Phlegyas (Greek: Φλεγύας), son of Ares and Chryse or Dotis, was king of the Lapiths in Greek mythology. He was the father of Ixion and Coronis, one of Apollo's lovers. While pregnant with Asclepius, Coronis fell in love with Ischys, son of Elatus. When a crow informed Apollo of the affair, he sent his sister Artemis to kill Coronis. Apollo rescued the baby though and gave it to the centaur Chiron to raise. Phlegyas was irate and torched the Apollonian temple at Delphi, causing Apollo to kill him.
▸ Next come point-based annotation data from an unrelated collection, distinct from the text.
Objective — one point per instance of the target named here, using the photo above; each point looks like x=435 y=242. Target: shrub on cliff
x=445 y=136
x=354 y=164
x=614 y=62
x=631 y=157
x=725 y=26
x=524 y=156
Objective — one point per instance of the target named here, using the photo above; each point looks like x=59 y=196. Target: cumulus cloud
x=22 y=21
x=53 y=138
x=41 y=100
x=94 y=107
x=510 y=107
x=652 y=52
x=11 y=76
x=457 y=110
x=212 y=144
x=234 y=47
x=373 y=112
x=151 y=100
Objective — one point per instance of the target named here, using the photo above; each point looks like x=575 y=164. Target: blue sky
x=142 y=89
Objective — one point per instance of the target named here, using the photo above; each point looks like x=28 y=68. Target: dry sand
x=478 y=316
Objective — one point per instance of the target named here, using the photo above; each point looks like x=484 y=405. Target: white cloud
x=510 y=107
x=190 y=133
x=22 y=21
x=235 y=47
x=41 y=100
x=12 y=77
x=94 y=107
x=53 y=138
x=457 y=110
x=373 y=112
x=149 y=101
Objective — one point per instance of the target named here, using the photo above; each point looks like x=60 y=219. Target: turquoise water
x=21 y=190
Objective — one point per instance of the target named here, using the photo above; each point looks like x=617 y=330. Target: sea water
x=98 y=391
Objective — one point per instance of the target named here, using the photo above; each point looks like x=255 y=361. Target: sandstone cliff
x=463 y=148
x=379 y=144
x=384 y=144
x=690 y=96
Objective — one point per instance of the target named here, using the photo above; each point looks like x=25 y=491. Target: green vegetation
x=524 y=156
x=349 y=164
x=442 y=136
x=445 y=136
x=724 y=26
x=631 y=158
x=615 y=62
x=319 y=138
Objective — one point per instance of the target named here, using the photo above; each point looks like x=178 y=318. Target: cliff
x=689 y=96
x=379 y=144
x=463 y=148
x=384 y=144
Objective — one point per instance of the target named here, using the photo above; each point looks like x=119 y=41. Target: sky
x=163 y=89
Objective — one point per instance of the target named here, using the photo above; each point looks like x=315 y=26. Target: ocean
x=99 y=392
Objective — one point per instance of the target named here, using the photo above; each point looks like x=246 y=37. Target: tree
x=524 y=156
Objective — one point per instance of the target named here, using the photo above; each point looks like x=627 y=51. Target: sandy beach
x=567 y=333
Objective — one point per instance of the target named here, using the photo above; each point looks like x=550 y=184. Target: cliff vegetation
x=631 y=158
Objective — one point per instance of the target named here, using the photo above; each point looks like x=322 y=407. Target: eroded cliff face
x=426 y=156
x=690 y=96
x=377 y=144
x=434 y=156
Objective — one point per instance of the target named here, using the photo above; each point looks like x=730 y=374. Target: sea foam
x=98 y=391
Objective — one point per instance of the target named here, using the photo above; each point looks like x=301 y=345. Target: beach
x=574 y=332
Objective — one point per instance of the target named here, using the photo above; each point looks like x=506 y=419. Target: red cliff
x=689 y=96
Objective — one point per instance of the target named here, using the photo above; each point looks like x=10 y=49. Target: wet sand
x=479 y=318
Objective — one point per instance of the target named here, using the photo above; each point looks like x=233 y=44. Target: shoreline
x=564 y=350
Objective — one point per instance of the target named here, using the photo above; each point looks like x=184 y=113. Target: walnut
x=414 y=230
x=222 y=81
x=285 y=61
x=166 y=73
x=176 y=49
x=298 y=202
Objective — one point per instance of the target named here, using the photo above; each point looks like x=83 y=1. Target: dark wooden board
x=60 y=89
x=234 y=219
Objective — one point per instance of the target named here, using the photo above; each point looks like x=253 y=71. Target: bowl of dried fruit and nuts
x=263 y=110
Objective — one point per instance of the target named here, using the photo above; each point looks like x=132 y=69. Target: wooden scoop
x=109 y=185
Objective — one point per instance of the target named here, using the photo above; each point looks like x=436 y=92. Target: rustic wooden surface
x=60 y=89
In the Aeneid of Virgil, Phlegyas is shown tormented in the Underworld, warning others not to despise the Gods. In the Thebaid of Statius, Phlegyas is entombed in a rock by Megaera (one of the Furies) and starves in front of an eternal feast.

In the Divine Comedy poem Inferno, Phlegyas ferries Virgil and Dante across the river Styx, which is portrayed as a marsh where the wrathful and sullen lie. Phlegyas was the mythical ancestor of the Phlegyans.

Popular culture[edit]

  • In the video game adaptation of Dante's Inferno, Phlegyas is represented by a gargantuan molten rock giant. In the game, Phlegyas ferries Dante across the River Styx atop his head, then begins indiscriminately attacking the damned and Dante alike atop the crumbling outer walls along the shore. Dante, after avoiding these attacks, climbs on top of the fallen king, gains control of him and uses him to destroy the gates of the City of Dis.